Methods and results: The stable prostacyclin analog iloprost transiently induced: (1) disassembly of FA and stress fibers, (2) partial retraction and rounding of SMCs, (3) hypophosphorylation of FA kinase (FAK) and paxillin, and (4) inhibition of platelet-derived growth factor-BB-induced migration. Inhibition of FAK phosphorylation and morphological changes were mimicked by forskolin, inhibited by H89, and prevented by the protein tyrosine phosphatase inhibitor vanadate and by calpeptin. PGE2 was by far less efficient with respect to all parameters investigated. This difference correlated with the respective cAMP induction in response to iloprost and PGE2.

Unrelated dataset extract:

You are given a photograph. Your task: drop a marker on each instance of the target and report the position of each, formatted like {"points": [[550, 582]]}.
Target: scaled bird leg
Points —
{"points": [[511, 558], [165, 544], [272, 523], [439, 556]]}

Conclusions: Inhibition of FAK phosphorylation and FA function is a new target of vasodilatory prostaglandins, which might be causally involved in the antimigratory effects of prostaglandins. Importantly, prostacyclin analogs and PGE2 differ dramatically with respect to dephosphorylation of FAK and inhibition of migration, which might be of relevance for their respective functions in atherosclerosis.